Author(s): John Montes. Published on September 1, 2019.

You Don't Know NFPA 
Why all responders need to move beyond the myths of NFPA and learn how to get involved in the standards process
I will admit that, in my prior life in emergency medical services (EMS), I didn’t understand how NFPA standards were relevant to my work. Once, as I was researching an equipment purchase for my department, a colleague suggested I look up what NFPA recommended. “This has nothing to do with fire—why does NFPA care?” I shot back. Now that I work at NFPA, I hear people make the same mistake nearly every day.
This summer, when NFPA posted a statement on Facebook condemning shootings in Texas and Ohio and urged emergency agencies to work together to prepare for such incidents, it was met with vitriolic responses in the comments. “Stick to fire!” many posters replied, some using more colorful language. They were the kind of misconceptions that I’ve heard many times in my career, both before and after I started working here. For the good of NFPA, our nation’s responders, and the communities they serve, we must work to defeat these myths about the organization. The best way to change the narrative is to educate responders about our process and urge them to engage in it.

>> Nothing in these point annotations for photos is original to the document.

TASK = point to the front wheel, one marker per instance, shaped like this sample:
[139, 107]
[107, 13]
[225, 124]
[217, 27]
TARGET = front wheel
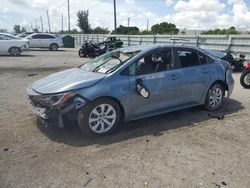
[53, 47]
[245, 79]
[82, 53]
[14, 51]
[100, 117]
[214, 97]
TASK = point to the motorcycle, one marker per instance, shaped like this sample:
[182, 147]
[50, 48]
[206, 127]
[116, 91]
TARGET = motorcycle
[92, 50]
[245, 77]
[237, 64]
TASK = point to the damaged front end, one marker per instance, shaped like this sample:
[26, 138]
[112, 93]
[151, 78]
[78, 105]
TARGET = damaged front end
[53, 108]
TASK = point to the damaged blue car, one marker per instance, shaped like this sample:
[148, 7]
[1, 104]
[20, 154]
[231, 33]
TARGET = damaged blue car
[132, 83]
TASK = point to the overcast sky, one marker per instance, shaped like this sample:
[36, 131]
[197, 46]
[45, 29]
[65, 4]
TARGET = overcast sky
[188, 14]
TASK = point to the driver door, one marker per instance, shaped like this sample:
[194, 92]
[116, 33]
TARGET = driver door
[160, 77]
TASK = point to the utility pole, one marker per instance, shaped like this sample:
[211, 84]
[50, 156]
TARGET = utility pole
[36, 25]
[62, 21]
[68, 17]
[115, 15]
[147, 23]
[48, 20]
[128, 23]
[41, 23]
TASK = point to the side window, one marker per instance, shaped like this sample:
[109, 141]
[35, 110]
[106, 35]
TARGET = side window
[36, 36]
[48, 37]
[188, 58]
[203, 59]
[157, 61]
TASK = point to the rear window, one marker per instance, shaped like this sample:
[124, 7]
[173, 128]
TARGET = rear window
[189, 58]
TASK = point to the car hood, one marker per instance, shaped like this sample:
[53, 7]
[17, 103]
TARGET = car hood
[67, 80]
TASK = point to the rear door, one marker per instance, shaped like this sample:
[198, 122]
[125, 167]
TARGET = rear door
[35, 41]
[196, 73]
[4, 44]
[46, 40]
[160, 76]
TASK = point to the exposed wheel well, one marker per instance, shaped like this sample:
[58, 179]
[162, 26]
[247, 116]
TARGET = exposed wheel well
[53, 44]
[117, 101]
[13, 47]
[223, 84]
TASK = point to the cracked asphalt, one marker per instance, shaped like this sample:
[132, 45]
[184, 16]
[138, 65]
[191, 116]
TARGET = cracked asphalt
[187, 148]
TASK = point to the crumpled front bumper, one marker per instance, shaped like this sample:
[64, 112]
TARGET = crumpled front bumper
[230, 83]
[53, 115]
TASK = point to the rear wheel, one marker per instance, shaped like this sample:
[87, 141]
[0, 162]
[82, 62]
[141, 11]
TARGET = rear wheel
[214, 97]
[82, 53]
[14, 51]
[100, 117]
[245, 79]
[53, 47]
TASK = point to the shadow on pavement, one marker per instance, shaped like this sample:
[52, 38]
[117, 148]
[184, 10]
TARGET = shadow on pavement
[153, 126]
[22, 55]
[46, 49]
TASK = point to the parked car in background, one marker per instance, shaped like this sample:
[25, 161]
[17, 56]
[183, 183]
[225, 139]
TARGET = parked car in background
[45, 40]
[132, 83]
[112, 41]
[24, 34]
[12, 45]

My own story is instructive. Like many EMS professionals, I often wondered, sometimes in frustration, what drove the bigger decisions in my workplace. Only later, when I assumed a leadership position, did I learn how much NFPA standards were involved. Suddenly, I was the one making decisions about what ambulances to buy. I designed incident command kits and fulfilled contracts and response data requirements. I needed something to consult, and NFPA had the guidance I needed.


I wish I had known more about NFPA and its inclusive standards development process sooner. I wish I had been told that input was welcomed and, in fact, that the technical committees responsible for creating and revising a standard must address all of the input they receive. For someone like me, who is passionate about advocating for myself and my fellow responders, it would have been a game changer.

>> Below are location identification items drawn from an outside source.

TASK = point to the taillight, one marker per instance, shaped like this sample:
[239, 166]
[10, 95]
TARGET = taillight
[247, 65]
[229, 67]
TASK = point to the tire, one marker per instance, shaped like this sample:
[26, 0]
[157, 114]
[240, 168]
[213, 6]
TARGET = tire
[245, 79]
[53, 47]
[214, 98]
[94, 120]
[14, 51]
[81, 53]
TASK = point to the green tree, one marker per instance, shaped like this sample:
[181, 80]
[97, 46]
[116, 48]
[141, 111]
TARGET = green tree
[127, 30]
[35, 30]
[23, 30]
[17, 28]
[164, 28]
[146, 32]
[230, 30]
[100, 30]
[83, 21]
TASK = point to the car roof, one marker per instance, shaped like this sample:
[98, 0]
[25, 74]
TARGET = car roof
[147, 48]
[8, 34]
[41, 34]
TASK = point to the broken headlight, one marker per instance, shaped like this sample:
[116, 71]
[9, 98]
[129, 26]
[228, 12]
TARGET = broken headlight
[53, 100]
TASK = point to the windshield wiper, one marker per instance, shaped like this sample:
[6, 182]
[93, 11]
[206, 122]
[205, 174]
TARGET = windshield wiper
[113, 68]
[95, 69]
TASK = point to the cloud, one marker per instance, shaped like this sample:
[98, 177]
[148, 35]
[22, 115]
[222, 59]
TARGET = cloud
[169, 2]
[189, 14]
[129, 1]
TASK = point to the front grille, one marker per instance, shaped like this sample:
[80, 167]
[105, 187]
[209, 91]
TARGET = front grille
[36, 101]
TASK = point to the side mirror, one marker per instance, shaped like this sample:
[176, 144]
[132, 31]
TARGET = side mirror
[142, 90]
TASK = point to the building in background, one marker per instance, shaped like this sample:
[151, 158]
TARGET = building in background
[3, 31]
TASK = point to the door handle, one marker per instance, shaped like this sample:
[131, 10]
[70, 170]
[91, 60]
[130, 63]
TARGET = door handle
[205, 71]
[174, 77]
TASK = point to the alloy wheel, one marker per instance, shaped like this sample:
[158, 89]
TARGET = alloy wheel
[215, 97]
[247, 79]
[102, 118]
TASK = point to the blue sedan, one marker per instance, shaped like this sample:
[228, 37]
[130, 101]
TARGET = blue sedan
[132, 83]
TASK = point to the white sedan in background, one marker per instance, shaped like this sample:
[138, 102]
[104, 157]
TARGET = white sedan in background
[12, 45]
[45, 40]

Many non-fire responders have no idea how much NFPA documents matter to their work or how much they can influence those standards. That needs to change. Responders of all types, including EMS and law enforcement, must be educated about this early in their careers. I urge department leaders to share with their recruits how NFPA and other standards impact their work and, just as importantly, how these documents are created. Responder input is essential in ensuring the best possible standards and, by extension, a safer, better equipped, and more prepared workforce.

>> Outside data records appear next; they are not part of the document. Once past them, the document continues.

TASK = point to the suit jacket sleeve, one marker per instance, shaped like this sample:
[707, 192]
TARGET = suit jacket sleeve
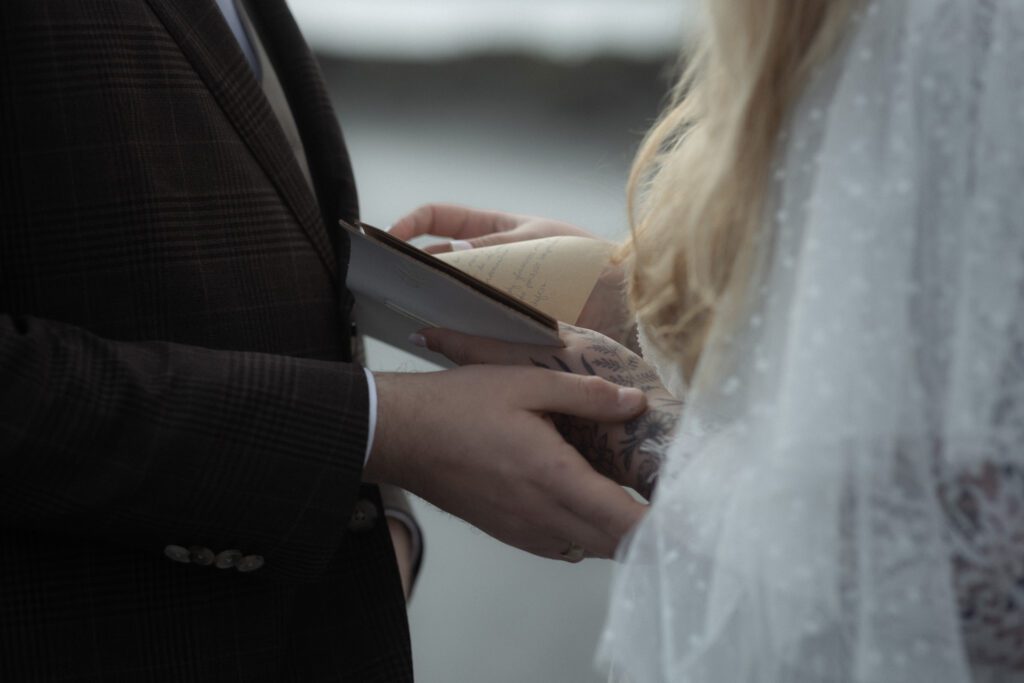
[155, 443]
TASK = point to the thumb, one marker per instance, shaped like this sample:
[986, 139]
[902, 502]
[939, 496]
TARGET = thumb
[580, 395]
[492, 240]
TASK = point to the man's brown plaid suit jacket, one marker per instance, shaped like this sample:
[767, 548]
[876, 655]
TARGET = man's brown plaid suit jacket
[173, 337]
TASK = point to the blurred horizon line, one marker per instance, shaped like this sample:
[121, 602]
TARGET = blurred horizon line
[557, 30]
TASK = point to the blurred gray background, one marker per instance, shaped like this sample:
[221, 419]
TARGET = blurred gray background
[526, 105]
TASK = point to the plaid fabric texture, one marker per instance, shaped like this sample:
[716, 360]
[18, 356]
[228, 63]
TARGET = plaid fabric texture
[172, 359]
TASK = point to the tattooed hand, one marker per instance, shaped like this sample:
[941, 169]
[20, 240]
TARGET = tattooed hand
[629, 453]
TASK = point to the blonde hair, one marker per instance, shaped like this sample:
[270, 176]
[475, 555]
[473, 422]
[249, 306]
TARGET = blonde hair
[698, 182]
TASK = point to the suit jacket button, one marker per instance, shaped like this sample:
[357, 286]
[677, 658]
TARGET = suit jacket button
[364, 516]
[250, 563]
[227, 559]
[177, 553]
[201, 556]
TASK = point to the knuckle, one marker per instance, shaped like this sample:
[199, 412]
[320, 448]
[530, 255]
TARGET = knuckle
[595, 389]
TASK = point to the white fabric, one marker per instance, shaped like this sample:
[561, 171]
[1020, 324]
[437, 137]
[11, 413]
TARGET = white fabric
[845, 499]
[231, 16]
[372, 427]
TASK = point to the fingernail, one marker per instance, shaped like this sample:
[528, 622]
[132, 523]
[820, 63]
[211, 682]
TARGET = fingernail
[630, 398]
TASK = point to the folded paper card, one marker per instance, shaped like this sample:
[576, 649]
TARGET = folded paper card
[512, 292]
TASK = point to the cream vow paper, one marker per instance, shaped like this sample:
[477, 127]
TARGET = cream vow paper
[553, 274]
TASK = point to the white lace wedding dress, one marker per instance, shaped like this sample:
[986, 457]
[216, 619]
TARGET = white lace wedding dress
[845, 499]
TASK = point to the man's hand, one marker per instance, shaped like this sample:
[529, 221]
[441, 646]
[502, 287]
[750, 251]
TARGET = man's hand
[478, 442]
[606, 310]
[629, 453]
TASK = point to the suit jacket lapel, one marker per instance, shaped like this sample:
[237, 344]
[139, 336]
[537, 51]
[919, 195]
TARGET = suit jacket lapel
[325, 146]
[200, 30]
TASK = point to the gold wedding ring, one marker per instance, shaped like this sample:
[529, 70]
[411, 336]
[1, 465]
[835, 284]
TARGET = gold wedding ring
[572, 554]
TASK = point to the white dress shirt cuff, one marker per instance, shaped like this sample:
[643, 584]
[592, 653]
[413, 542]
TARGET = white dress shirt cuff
[372, 430]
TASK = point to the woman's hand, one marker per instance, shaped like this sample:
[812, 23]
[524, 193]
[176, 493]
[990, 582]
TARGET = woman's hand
[606, 310]
[630, 453]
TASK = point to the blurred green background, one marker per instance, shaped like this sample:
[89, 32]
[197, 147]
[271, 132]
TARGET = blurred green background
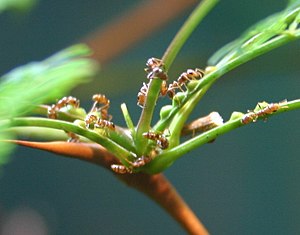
[246, 182]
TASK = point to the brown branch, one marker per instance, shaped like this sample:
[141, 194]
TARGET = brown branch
[156, 187]
[133, 26]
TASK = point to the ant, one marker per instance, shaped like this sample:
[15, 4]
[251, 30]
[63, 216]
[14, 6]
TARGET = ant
[65, 101]
[142, 95]
[160, 139]
[253, 115]
[156, 69]
[101, 99]
[120, 169]
[183, 79]
[92, 120]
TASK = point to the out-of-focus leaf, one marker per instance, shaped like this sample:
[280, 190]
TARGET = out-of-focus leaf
[260, 33]
[17, 5]
[39, 82]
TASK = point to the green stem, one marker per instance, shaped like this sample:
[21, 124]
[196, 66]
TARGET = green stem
[182, 115]
[203, 8]
[239, 60]
[247, 56]
[120, 152]
[165, 159]
[154, 87]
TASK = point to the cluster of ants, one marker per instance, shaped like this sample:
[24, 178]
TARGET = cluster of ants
[156, 70]
[98, 116]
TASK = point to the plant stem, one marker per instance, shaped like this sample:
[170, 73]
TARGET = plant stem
[120, 152]
[247, 56]
[154, 87]
[166, 158]
[203, 8]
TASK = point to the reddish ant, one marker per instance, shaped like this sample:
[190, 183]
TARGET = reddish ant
[183, 79]
[65, 101]
[160, 139]
[156, 69]
[101, 99]
[253, 115]
[92, 120]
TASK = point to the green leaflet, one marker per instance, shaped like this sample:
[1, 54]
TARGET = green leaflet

As it has for decades, NFPA continues to publish codes and standards that are essential to non-fire agencies, including several in the past two years that will be hugely important going forward. These include documents for active shooter/hostile event response programs; the use and maintenance of small, unmanned aerial systems; and a guide for EMS-based community health care programs. In addition, NFPA recently announced the formation of a new technical committee that will develop contamination control and occupational health standards for all responders. All of these documents are crafted by committees comprised of representatives from a range of response agencies, including police and EMS professionals.

NFPA documents aren’t just for fire. They aren’t written by a group of bureaucrats in secret. NFPA standards are crucial for all responders, and everyone can and should be part of the process. Getting that word out will improve the safety, health, and other standards NFPA publishes, as well as go a long way toward keeping all responders and the communities they serve well equipped, prepared, and ready. I hope you will join us. 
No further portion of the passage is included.